Trust in God’s Word4
Satan shows you the thrill without showing you the bill. For everything that is good, Satan has created a counterfeit. The Bible says that sin is pleasurable “for a season.” (Heb. 11:25). But that pleasure never lasts. If you are sinning in secret, God warns: “be sure your sin will find you out.” (Nu. 32:23(b); Gen. 4:7).

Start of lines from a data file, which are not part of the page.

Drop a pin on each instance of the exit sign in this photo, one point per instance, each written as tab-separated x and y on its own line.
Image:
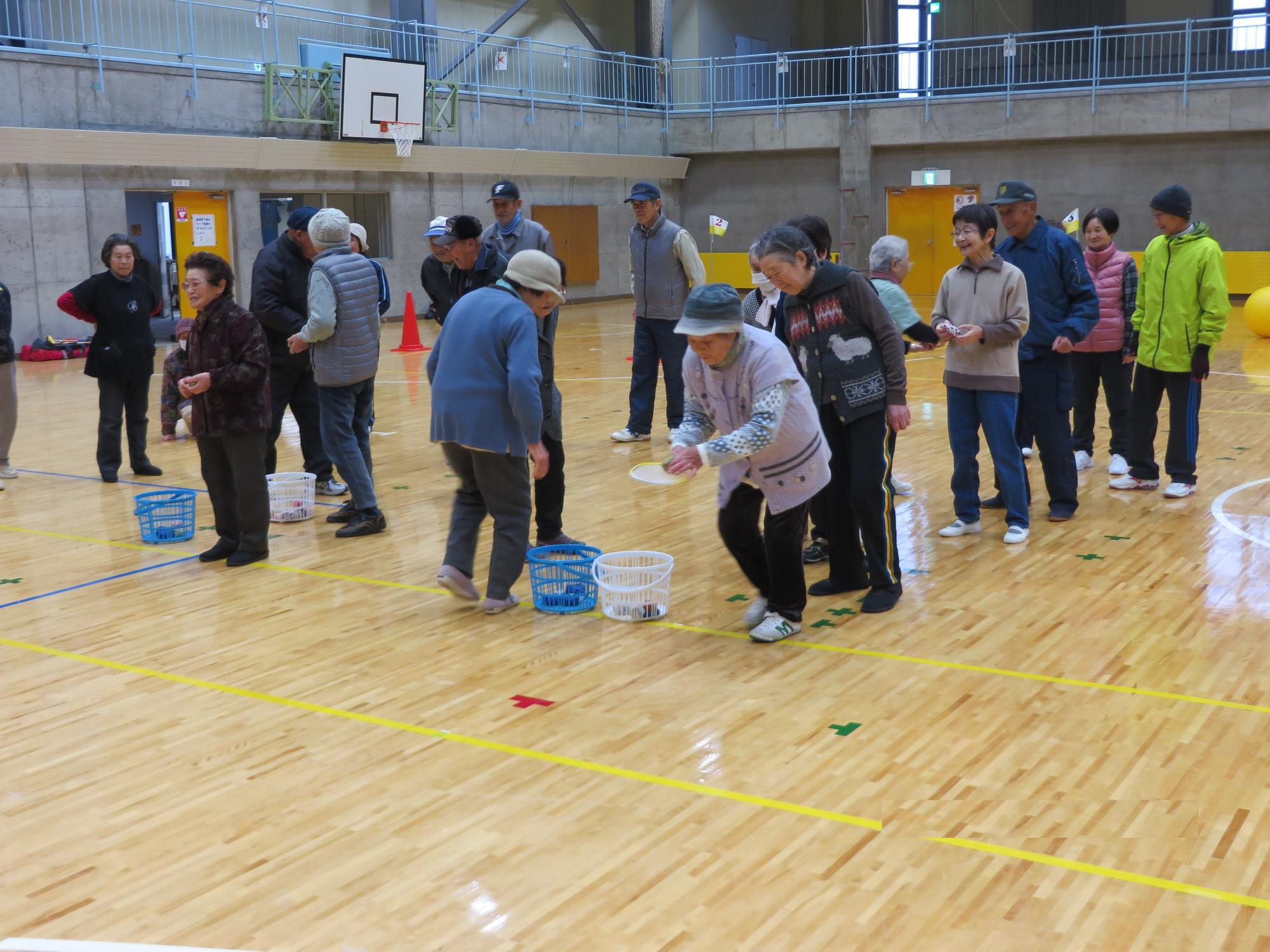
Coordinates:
932	177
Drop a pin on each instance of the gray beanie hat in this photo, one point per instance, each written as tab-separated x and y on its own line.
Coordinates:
328	229
712	309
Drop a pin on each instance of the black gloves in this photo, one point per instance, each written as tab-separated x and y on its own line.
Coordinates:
1200	362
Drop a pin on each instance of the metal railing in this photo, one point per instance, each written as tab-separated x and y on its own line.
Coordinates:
246	36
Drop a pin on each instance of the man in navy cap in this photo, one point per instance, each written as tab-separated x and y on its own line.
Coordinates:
665	266
280	301
479	263
1064	309
511	232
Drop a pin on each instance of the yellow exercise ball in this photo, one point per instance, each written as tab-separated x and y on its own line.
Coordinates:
1257	313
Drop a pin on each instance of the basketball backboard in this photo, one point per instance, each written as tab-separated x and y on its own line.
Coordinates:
377	91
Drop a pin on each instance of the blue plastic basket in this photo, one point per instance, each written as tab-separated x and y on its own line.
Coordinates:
562	581
166	515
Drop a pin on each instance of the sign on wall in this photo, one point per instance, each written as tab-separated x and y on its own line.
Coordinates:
205	230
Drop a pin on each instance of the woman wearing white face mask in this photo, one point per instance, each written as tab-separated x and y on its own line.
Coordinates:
763	307
172	406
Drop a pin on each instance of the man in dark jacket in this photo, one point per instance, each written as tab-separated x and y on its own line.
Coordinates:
477	263
280	301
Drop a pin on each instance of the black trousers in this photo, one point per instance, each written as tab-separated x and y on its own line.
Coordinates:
773	559
1184	397
862	501
1116	376
234	473
549	492
297	388
117	398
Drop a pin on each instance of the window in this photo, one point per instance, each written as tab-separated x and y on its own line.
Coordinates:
912	27
368	209
1249	25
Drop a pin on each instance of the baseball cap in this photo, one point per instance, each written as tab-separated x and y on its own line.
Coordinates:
1014	191
505	190
459	228
645	192
300	218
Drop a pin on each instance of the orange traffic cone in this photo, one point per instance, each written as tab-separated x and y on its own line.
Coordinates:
411	342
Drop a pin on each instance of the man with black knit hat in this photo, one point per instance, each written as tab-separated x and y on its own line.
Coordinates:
1173	334
280	301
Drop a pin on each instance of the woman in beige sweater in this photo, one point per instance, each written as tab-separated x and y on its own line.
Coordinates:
982	310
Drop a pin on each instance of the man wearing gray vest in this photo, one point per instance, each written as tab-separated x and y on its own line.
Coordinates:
665	265
344	329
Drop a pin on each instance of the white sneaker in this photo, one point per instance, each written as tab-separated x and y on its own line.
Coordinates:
774	628
962	529
755	614
1133	483
627	436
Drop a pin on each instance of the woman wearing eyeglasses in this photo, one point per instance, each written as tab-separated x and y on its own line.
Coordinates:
120	305
228	384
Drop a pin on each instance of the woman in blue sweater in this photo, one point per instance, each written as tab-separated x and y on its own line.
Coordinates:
487	414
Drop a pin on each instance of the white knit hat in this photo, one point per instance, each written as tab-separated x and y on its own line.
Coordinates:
537	271
359	232
328	229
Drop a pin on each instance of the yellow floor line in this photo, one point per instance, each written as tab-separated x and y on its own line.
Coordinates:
658	780
700	789
744	637
1104	871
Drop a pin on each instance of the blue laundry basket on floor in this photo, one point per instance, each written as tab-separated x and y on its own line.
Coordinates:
166	516
562	579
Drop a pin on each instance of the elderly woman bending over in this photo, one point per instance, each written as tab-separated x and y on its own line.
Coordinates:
742	383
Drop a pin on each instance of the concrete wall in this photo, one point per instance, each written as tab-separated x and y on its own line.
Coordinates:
755	192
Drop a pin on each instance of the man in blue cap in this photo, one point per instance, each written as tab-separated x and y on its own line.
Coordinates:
1064	308
665	265
280	301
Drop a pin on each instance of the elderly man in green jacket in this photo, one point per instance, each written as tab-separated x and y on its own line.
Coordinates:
1183	305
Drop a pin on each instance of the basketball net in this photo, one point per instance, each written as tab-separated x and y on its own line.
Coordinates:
403	135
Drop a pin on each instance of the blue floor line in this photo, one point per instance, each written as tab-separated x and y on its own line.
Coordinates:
135	483
96	582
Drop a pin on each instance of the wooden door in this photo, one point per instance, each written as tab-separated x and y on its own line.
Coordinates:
201	223
576	233
924	216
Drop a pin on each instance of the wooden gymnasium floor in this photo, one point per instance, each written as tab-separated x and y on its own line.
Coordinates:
1061	746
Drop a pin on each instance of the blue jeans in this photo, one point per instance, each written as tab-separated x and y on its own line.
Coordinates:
656	340
346	436
996	413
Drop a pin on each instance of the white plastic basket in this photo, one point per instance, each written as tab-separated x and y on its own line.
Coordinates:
291	497
634	587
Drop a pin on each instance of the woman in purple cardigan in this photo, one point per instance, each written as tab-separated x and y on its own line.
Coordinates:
742	383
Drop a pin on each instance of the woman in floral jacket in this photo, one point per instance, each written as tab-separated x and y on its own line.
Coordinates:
229	385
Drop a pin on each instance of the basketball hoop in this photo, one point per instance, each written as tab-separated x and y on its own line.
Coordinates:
403	135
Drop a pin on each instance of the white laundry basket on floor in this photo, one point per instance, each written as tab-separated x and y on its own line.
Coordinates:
634	587
293	497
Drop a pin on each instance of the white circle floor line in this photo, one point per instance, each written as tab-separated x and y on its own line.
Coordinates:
1220	513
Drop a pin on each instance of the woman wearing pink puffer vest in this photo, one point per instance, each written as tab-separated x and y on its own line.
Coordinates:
1108	354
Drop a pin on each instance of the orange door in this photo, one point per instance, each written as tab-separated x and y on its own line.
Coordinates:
201	223
924	216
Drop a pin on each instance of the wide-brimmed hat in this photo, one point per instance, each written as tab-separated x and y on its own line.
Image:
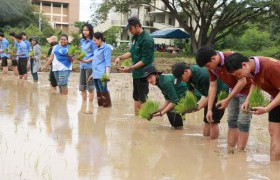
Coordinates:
52	39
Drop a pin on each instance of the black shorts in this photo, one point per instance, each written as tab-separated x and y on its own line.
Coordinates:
14	62
22	66
140	90
4	62
274	115
217	114
175	119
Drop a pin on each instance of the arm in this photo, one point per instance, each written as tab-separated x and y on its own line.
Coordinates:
237	88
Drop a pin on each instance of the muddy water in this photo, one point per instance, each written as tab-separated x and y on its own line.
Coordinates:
47	136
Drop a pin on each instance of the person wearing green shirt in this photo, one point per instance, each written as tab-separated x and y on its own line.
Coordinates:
198	78
172	93
142	54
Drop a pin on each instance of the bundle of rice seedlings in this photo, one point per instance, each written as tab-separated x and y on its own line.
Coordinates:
148	109
257	98
72	50
222	95
186	104
82	55
126	63
104	79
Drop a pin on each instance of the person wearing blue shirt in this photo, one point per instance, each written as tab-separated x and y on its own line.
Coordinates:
101	65
15	45
61	64
87	46
22	54
4	52
24	38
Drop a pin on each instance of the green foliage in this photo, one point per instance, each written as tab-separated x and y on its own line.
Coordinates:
257	98
222	95
126	63
148	108
187	103
112	34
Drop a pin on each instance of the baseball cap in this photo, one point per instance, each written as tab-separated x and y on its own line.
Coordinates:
52	39
150	70
132	22
178	70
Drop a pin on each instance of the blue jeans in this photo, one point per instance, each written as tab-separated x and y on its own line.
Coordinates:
34	75
236	117
100	87
62	77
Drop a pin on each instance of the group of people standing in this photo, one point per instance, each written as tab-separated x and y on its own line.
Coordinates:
214	72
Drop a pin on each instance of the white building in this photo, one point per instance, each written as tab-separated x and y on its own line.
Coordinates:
152	19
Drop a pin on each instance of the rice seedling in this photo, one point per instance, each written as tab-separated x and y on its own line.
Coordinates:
257	98
126	63
222	95
72	50
104	79
148	109
186	104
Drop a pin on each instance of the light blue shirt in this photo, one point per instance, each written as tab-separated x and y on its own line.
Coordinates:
4	45
87	46
101	60
22	49
28	45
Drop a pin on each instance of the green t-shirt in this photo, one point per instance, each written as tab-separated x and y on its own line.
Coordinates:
142	49
200	80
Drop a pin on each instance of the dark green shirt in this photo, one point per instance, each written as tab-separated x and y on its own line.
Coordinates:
200	80
142	49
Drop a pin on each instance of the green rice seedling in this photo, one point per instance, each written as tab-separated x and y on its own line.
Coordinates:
104	79
257	98
72	50
186	104
222	95
126	63
148	109
82	55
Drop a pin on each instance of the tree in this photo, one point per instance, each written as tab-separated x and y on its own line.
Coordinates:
206	21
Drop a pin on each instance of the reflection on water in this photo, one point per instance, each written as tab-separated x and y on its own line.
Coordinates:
47	136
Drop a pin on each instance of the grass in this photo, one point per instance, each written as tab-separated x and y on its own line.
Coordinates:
126	63
257	98
148	108
222	95
187	103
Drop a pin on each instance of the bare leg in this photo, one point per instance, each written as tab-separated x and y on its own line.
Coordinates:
206	129
274	131
242	140
214	131
137	107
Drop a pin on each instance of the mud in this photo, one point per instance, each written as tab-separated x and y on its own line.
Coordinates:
47	136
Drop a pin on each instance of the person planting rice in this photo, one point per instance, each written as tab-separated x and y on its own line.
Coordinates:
198	78
4	46
88	46
35	58
22	54
62	64
142	54
14	45
172	93
100	68
238	121
265	73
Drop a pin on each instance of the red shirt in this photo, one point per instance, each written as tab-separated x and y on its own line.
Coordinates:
267	75
230	80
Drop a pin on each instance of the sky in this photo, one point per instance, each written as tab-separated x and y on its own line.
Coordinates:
85	10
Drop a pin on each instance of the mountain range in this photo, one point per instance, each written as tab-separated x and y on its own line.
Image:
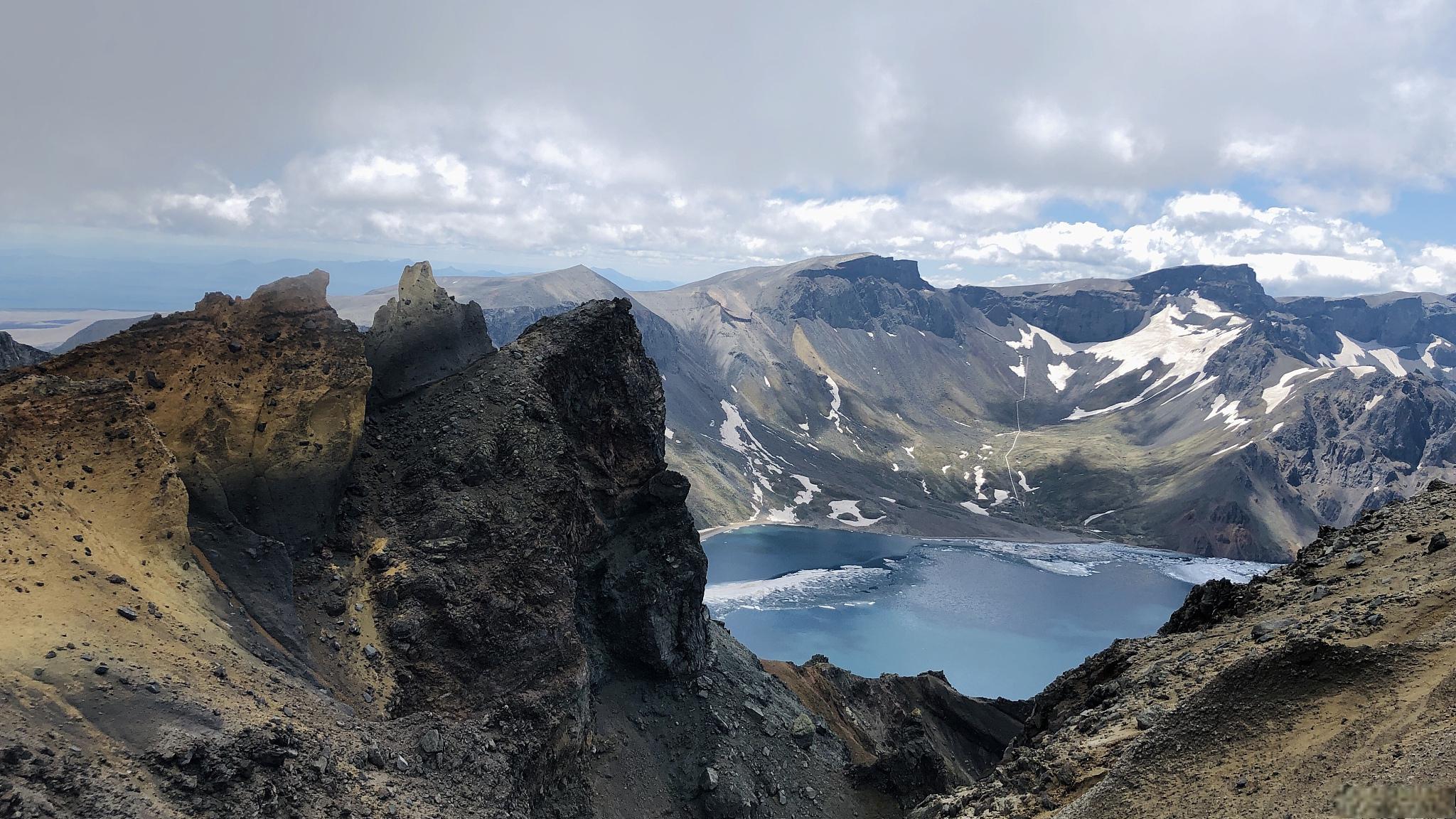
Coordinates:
264	564
1183	408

Although your salvation is not tied to your obedience, a lifestyle outside the protections of His Commandments can lead to the following 40 progressively severe curses: (1) resistance / opposition (Dt. 28:16); (2) scarcity (Dt. 28:17 ); (3) infertility (Dt. 28:18); (4) failure (Dt. 28:19); (5) rebuke (Dt. 28:20); (6) hardships (Dt. 28:21); (7) illness (Dt. 28:22); (8) drought (Dt. 28:23-24); (9) defeat (Dt. 28:25); (10) fear (Dt. 28:26-27); (11) disease (Dt. 28:28); (12) confusion (Dt. 28:28-29); (13) stolen spouses (Dt. 28:30(a)); (14) stolen property (Dt. 28:30(b)-31, 33(a)); (15) stolen children (Dt. 28:32); (16) oppression (Dt. 28:33(b)); (17) mental illness (Dt. 28:34); (18) sores and lost beauty (Dt. 28:35); (19) idolatry (Dt. 28:36); (20) being vilified (Dt. 28:37); (21) insect plagues (Dt. 28:38-39); (22) a seared conscience (Dt. 28:40); (23) enslaved youth (the second curse against children) (Dt. 28:41); (24) barren lands (Dt. 28:42); (25) indebtedness (Dt. 28:43-44); (26) destruction (Dt. 28:45-6); (27) captivity (Dt. 28:47(a)); (28) suffering (Dt. 28:47(b)); (29) invasion (Dt. 28:49-50); (30) pillaging (Dt. 28:51); (31) being besieged (Dt. 28:52); (32) self-destruction (Dt. 28:53); (33) husbands turning on their wives (Dt. 28:54-55); (34) wives turning on their husbands (Dt. 28:56-57); (35) unending plagues (Dt. 28:58-59(a)); (36) unending diseases (Dt. 28:59(b)-60); (37) other calamities (Dt. 28:61); (38) population collapse (Dt. 28:62-63); (39) exile (Dt. 28:64); and (40) despair (Dt. 28:65-68). When you step outside the protections of the His Commandments, you leave yourself unprotected from the attacks of the enemy and the curses that God may allow to discipline you. Are you living outside of God’s protections?